Japanese internally-headed and doubly-headed relative constructions, and a comparison of two approaches

2019 
This paper pursues two inter-related goals. One goal is to compare the (de)merits of two approaches to the syntax-semantics of Japanese internally-headed relative clauses (IHRCs), one developed by Alexander Grosu, Koji Hoshi, and Fred Landman in a number of earlier studies, and one proposed by Kitagawa (2019), with respect to the following issues: [i] the status of the relative clause (non-restrictive or predicate-denoting?); [ii] the status of island-constraints (absolute or subject to cross-idiolectal variation?); and [iii] the infelicitous status of IHRCs with referential IHs (absolute or subject to cross-idiolectal variation?). The paper argues: [a] that the relative clause of an IHRC is predicate-denoting, and [b] that the cross-linguistic variation observed in relation to island-constraints and the (in)felicity of IHRCs with referential IHs is due to the existence of an alternative parse for prima facie IHRCs with referential IHs, in particular, as a special variety of doubly-headed relative constructions (DHRCs).
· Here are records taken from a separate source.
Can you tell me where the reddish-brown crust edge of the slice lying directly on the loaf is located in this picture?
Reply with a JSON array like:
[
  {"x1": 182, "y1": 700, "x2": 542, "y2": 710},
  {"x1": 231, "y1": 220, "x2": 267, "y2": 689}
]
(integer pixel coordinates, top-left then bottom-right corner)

The second goal, which grows out of the need to construct the supporting argumentation for [b], is to establish which properties of DHRCs are shared by IHRCs and which are not, and to construct an explicit compositional analysis of DHRCs that captures this state of affairs. To the best of our knowledge, a compositional analysis of Japanese DHRCs has never been attempted in the earlier literature.